Bei dem mutmaßlichen Angreifer handelt es sich nach ersten Erkenntnissen um einen Marokkaner, der 25 Jahre alt sein soll. Den französischen und spanischen Behörden war er als radikaler Islamist bekannt. Nach Angaben der spanischen Ermittler lebte er bis 2014 in Andalusien, dann sei er über Frankreich ins Bürgerkriegsland Syrien gereist. Am 10. Mai hielt er sich nach Erkenntnissen der französischen Behörden in Berlin auf. Von hier aus sei er in die Türkei geflogen, nach seiner Rückkehr habe er dann in Belgien gewohnt.
Aus französischen Polizeikreisen verlautete, der Mann habe in einer ersten Vernehmung ein terroristisches Motiv bestritten, die Ermittler aber nicht überzeugt. Auch die belgische Staatsanwaltschaft leitete Ermittlungen wegen Terrorverdachts ein, da der Mann am Freitagnachmittag in Brüssel zugestiegen war. Die belgische Regierung kündigte am Samstag an, umgehend die französisch-belgischen Patrouillen in den Thalys-Zügen sowie in den internationalen Bahnhöfen zu verstärken.
Zwei US-Soldaten und ein Student überwältigten den Täter
Der mit einer Kalaschnikow, einer Pistole und einem Teppichmesser bewaffnete Täter war am Freitag in Brüssel in den Thalys eingestiegen. Zwei US-Soldaten und ein befreundeter Student überwältigten den Angreifer, zwei Menschen wurden schwer verletzt. Die drei US-Bürger, die durch ihr Eingreifen offenbar ein Blutbad verhinderten, wurden als Helden gefeiert.
Derweil erhebt der französische Schauspieler Jean-Hugues Anglade Vorwürfe gegen das Bahnpersonal. Als an Bord Panik ausgebrochen sei wegen des bewaffneten Angreifers, hätten sich mehrere Mitarbeiter in einem speziellen Abteil verschanzt und die übrigen Passagiere ausgesperrt, sagte er. Der aus dem Kultfilm "Betty Blue" bekannte Schauspieler führte gegenüber dem Magazin "Paris Match" aus, das Bahnpersonal habe das Abteil mit einem speziellen Schlüssel geöffnet und sich eingeschlossen. "Der Schütze war wenige Meter von uns entfernt im Waggon Nummer zwölf", berichtete der 60-Jährige. Er habe zusammen mit seinen beiden Kindern und seiner Lebensgefährtin im benachbarten Abteil gesessen, dem hintersten Personenwaggon des Zuges.

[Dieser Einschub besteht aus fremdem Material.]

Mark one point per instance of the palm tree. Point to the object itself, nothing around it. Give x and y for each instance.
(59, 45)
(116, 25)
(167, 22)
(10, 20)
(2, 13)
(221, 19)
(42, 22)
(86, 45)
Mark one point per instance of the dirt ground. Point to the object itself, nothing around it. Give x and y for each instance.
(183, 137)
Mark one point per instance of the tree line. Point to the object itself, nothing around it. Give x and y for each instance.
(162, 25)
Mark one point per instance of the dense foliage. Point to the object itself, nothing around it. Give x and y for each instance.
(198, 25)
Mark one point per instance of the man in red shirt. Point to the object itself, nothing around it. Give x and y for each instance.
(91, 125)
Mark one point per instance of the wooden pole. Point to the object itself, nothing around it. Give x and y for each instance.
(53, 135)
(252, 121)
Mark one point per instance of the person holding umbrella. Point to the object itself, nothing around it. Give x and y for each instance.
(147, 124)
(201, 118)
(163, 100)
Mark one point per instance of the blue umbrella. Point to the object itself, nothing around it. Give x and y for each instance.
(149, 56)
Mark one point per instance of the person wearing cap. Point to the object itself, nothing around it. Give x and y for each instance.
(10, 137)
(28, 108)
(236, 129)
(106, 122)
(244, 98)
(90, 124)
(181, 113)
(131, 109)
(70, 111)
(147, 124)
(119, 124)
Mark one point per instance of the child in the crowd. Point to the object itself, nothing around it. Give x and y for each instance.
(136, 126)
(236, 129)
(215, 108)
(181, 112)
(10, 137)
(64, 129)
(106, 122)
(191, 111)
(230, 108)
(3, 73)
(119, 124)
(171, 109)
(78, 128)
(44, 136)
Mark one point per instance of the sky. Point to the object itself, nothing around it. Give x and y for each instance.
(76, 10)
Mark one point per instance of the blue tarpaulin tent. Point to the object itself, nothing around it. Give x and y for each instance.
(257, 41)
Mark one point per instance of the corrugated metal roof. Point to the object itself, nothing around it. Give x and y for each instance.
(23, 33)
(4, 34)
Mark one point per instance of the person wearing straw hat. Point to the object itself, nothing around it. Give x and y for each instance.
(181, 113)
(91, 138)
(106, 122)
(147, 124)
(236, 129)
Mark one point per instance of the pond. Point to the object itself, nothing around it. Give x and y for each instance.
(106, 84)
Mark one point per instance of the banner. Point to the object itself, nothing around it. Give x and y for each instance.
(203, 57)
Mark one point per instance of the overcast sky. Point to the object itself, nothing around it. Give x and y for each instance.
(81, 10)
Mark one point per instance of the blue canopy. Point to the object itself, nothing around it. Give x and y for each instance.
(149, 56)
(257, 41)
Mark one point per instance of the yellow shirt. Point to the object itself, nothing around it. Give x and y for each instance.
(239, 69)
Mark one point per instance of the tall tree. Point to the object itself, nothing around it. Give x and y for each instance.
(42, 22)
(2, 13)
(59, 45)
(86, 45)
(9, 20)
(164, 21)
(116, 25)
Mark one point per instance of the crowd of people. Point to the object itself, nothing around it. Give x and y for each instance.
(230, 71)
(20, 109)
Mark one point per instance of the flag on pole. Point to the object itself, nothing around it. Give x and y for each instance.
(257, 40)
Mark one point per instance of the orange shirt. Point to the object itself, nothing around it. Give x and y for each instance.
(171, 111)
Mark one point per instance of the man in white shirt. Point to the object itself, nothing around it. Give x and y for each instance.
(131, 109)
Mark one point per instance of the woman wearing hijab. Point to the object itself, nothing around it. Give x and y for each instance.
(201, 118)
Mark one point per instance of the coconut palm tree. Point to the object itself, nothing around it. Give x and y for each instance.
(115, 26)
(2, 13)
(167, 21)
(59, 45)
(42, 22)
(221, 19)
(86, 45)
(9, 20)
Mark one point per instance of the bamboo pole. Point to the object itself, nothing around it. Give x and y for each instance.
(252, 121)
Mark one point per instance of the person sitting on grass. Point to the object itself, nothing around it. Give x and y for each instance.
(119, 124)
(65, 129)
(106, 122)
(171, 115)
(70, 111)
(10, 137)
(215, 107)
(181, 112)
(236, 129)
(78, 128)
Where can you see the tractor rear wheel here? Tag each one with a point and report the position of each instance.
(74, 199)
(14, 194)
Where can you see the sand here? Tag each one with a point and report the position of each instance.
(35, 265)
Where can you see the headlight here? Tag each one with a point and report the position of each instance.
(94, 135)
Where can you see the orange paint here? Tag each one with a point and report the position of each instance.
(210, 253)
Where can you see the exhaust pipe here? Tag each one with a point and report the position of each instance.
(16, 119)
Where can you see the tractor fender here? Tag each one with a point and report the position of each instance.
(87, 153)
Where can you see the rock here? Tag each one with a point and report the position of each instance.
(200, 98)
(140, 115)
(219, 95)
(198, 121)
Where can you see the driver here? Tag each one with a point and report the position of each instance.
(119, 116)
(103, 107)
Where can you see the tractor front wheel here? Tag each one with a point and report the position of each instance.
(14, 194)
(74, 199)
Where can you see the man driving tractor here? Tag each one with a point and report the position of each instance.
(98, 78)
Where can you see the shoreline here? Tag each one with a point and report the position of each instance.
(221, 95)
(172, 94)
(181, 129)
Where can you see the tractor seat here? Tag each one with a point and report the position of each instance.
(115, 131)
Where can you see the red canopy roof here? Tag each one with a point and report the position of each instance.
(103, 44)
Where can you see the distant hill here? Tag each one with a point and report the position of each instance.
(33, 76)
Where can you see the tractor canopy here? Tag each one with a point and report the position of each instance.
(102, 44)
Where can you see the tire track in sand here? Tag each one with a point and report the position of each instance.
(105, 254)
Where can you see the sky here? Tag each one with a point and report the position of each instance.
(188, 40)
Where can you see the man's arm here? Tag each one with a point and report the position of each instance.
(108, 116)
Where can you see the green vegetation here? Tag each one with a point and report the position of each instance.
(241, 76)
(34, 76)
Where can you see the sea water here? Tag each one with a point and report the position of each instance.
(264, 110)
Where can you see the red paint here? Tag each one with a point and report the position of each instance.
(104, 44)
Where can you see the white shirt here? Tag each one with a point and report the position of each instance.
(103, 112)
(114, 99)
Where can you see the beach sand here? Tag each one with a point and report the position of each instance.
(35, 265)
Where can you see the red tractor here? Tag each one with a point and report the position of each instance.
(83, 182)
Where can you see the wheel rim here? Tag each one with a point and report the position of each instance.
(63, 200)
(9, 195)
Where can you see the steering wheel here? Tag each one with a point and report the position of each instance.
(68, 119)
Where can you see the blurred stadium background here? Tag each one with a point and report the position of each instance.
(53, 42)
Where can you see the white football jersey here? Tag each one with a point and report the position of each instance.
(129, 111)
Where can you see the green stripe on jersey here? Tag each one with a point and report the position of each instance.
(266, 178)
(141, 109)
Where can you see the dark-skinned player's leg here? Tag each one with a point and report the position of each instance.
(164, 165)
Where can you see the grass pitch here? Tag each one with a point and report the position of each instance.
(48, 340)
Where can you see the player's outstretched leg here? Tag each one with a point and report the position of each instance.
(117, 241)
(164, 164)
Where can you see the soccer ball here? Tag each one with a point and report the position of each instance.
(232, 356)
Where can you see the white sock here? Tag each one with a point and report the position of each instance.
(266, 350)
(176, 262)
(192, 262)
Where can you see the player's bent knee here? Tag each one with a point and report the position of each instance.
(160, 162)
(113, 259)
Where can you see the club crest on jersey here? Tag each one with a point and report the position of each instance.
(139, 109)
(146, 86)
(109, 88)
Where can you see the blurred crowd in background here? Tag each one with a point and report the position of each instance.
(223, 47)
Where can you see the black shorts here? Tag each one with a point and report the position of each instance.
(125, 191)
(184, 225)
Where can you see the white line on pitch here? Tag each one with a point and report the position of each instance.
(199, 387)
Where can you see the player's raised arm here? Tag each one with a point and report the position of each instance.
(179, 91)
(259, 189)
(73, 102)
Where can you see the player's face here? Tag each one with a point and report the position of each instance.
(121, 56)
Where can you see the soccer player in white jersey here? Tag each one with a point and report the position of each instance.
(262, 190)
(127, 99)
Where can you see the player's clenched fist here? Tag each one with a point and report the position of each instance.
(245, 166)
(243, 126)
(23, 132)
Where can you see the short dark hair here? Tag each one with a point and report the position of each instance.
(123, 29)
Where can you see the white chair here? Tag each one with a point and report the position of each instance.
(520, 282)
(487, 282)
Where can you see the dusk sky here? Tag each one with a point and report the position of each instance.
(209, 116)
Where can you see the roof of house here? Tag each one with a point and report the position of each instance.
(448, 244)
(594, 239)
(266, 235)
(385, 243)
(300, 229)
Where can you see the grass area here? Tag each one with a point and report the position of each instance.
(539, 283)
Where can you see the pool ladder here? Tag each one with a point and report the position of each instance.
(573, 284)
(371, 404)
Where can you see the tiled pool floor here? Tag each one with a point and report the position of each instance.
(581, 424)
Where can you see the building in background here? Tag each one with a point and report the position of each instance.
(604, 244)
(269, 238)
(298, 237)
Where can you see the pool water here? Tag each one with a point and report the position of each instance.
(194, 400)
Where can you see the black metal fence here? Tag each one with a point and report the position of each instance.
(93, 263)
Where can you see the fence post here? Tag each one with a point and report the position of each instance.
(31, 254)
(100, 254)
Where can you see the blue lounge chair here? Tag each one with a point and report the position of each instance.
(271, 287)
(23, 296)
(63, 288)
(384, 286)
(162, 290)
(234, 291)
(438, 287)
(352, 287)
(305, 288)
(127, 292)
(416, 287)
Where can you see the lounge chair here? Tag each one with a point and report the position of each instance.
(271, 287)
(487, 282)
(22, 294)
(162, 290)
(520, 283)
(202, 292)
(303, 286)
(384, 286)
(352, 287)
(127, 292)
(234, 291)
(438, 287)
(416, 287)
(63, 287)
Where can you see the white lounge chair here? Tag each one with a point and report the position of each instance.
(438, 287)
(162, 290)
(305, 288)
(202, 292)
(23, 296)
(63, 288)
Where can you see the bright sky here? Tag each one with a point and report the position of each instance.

"Wir haben geschrien, dass uns das Personal hineinlassen solle"
Mit den anderen Passagieren habe er mit dem Rücken an der Wand zu dem abgeriegelten Abteil gekauert. "Wir haben geschrien, dass uns das Personal hineinlassen solle", sagte Anglade. Doch niemand habe reagiert. "Dieses Verlassensein, diese Hilflosigkeit, diese Einsamkeit - es war schrecklich und unerträglich. Für uns war das unmenschlich."
Die Geschäftsführerin der Thalys-Gesellschaft, Agnès Ogier, wies die Anschuldigungen zurück. "Einer der Mitarbeiter hat gemerkt, wie er von einem Schuss gestreift wurde." Er sei weggelaufen und mit fünf oder sechs Reisenden in den Gepäckraum am Ende des Zuges geflohen. Dort habe er den Alarm ausgelöst und anschließend die Kollegen aus dem anderen Zugteil und den Fahrer informiert. Ein anderer Mitarbeiter habe den Zugführer außerdem per Telefon alarmiert. In den beiden Zugteilen des Thalys befinden sich jeweils zwei Mitarbeiter der französischen Bahngesellschaft SNCF oder der belgischen SNCB.